Is this what you mean?

Maybe this also should be done with the already commited changes?

Is this gonna emerge in a The Z-Machine Standards Document, version 1.2 or version 1.1 with a new date (current date is “24 February 2014”, here).

I don’t know. What do people think we need?

I’d like us to get explicit approval for each change from the current Z-Machine stable interpreter maintainers. Ideally unanimous decisions, but potentially just a quorum if it’s not an important question. (We’re nowhere near either for a version 1.2, so for now it would just be updates to 1.0 and 1.1. Though maintaining two sets of standards is extra work. I’m not sure why we can’t just move to one standard, clearly marking which parts are for version 1.1.)

(Approval from people currently writing interpreters would be good too, but I think it’s most important to get the approval of the maintainers of the interpreters that are actually being regularly used to play games right now.)

We should update Praxix for each change, so I propose moving it’s home to the repo. Actually I’d also like to remove all the visual tests from Praxix so that it can be entirely and easily automatically tested. Then it would be helpful to have another test for visual things. (Or multiple tests perhaps, doesn’t really all need to be in one.)

1 Like

So, I never considered the documents on github to be official, they’re a work in progress that needs approval. The current version of the Standard is the one at The Z-Machine Standards Document: Contents not the one on github.

I think that any change to the documentation which is just fixing errors or clarifying behaviour should just result in edited versions of 1.0 and 1.1. That is, if it’s behaviour which is known and accepted, but the Standard is wrong or unclear, update the current Standards. Any behaviour which is currently unspecified ought to remain unspecified until some theoretical future version of the Standard (1.2, presumably).

2 Likes

Version 1.2 should be for behaviour you can’t expect in a 1.1 interpreter.

Minor vaguenesses and inconsistencies should just be edited into the spec if we can agree on what the best option is.

If there’s anything that the stakeholders can’t agree on, then the competing interpretations should both be mentioned (in the notes rather than the spec), which basically turns that part of the functionality into a “do not use”.

In other words, I think my main disagreement with David is that I’d say if everyone agrees, we should still clarify things that are currently unspecified.

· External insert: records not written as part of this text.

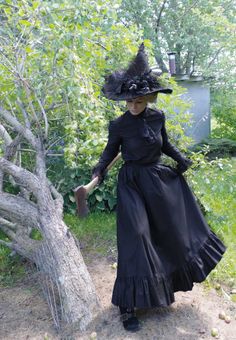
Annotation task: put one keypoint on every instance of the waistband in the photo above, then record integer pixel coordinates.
(142, 164)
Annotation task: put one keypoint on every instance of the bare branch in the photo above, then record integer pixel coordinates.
(18, 210)
(8, 224)
(25, 114)
(159, 16)
(8, 231)
(44, 117)
(5, 135)
(24, 177)
(19, 127)
(12, 148)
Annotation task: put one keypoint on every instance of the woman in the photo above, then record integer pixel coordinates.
(164, 243)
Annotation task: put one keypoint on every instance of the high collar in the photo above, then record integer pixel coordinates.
(142, 114)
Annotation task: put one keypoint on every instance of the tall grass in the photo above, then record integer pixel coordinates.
(213, 182)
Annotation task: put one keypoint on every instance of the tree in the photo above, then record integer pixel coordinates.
(51, 62)
(202, 33)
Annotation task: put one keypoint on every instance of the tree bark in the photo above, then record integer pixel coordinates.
(57, 256)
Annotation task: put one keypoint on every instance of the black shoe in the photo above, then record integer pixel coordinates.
(129, 319)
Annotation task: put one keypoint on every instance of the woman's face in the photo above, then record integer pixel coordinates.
(137, 105)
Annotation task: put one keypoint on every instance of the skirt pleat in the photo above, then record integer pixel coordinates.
(164, 243)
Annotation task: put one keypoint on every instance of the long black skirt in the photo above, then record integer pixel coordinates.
(164, 243)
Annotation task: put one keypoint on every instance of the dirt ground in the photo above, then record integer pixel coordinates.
(25, 315)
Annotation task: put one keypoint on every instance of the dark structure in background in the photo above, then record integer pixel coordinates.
(199, 94)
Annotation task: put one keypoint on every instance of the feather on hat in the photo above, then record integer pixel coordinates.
(137, 81)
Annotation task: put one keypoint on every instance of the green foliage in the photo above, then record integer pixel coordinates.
(201, 33)
(224, 111)
(213, 182)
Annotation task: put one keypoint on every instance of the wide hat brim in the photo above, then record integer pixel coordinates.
(129, 95)
(137, 81)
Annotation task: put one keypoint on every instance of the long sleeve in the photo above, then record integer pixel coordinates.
(111, 149)
(168, 148)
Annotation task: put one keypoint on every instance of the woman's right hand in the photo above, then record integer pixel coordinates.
(99, 173)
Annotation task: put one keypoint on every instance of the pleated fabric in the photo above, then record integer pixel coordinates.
(164, 243)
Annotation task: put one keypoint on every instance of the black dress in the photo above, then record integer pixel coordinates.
(164, 242)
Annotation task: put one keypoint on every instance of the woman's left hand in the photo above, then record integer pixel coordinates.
(184, 165)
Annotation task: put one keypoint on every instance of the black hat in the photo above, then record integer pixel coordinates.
(137, 81)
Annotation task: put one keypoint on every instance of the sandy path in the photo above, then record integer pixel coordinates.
(24, 314)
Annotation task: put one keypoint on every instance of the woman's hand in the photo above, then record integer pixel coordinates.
(184, 165)
(101, 174)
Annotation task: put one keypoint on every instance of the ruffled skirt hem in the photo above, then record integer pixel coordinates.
(156, 291)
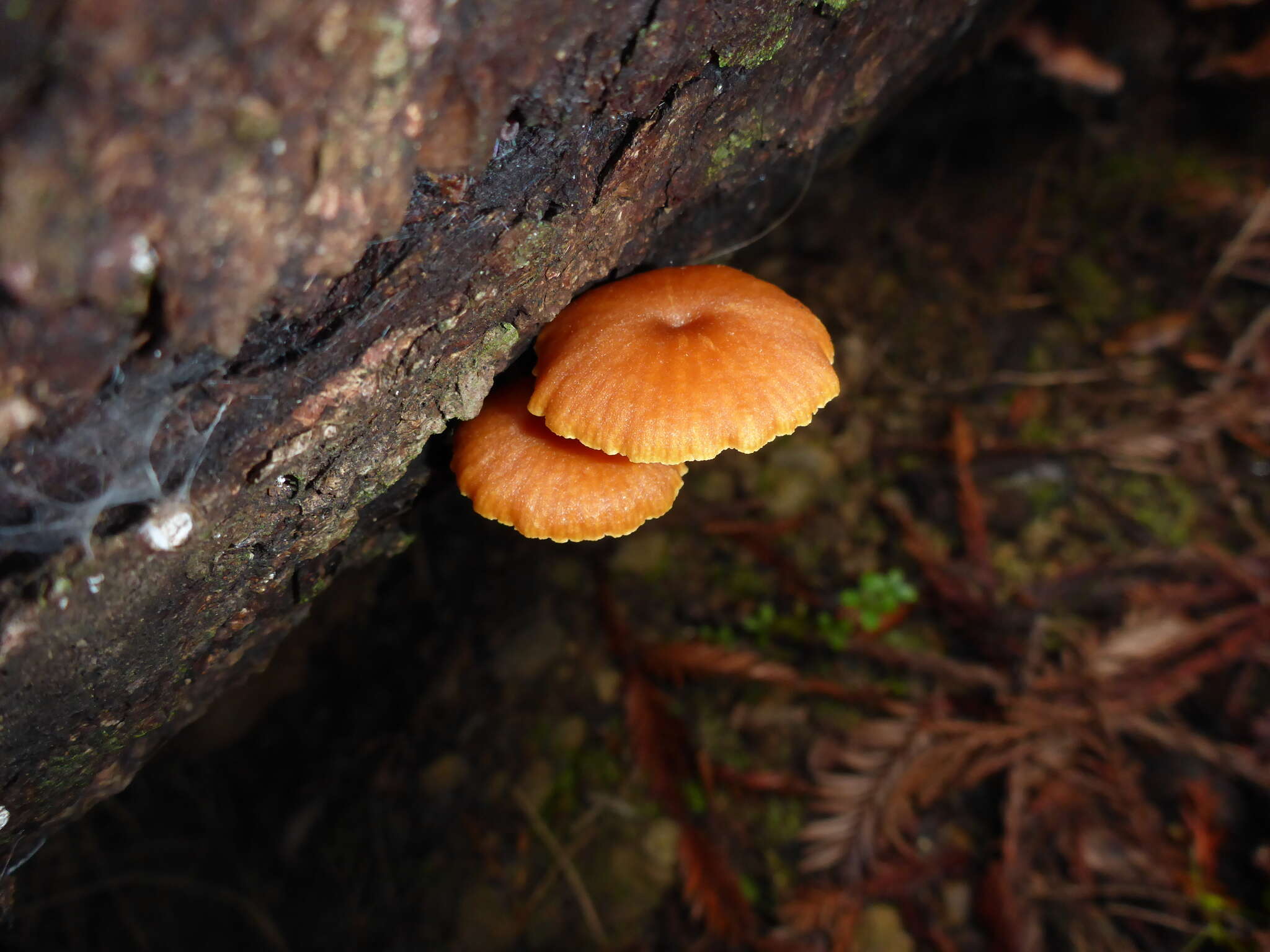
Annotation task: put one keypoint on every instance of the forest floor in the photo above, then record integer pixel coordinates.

That will just make it easier for people in the future.

Makes sense to me. (“Current” meaning “we can get hold of them to discuss it”, obviously.)

I maintain that page. I’m happy to update it when there’s a concensus about it.

I don’t think there should be any editing of the 1.0 or 1.1 standards. If there is something “wrong” in them, correcting those things is for 1.2. Or perhaps append a letter (1.2a, 1.0b, etc) or another decimal point (1.0.1, 1.2.3, etc) for the benefit of, say, students implementing interpreters from scratch; who for whatever reason might not want to make their interpreters compliant with the latest standard.

Maybe there’s not enough to call it 1.2 but I absolutely think there should be a revision number that distinguishes different iterations of the standard

That’s what the date is for.

That’s not a use case I think we should cater for.

“1.1 dated Sept 2023”?

That confirms my suspicion of it being a Bad Thing to edit an already-released Standard. That use case was the best justification I could come up with for it to be a Good Thing.

Nothing’s stopping someone who wants to intentionally implement an old, unclear, buggy, and incomplete specification. But I don’t think we should go out of our way to support that use case. If that’s not what you meant, then could you explain more?

If the standard was rigid enough in the first place, then we could consider how we might want to freeze it in place. But it’s been an incomplete work in progress from the beginning.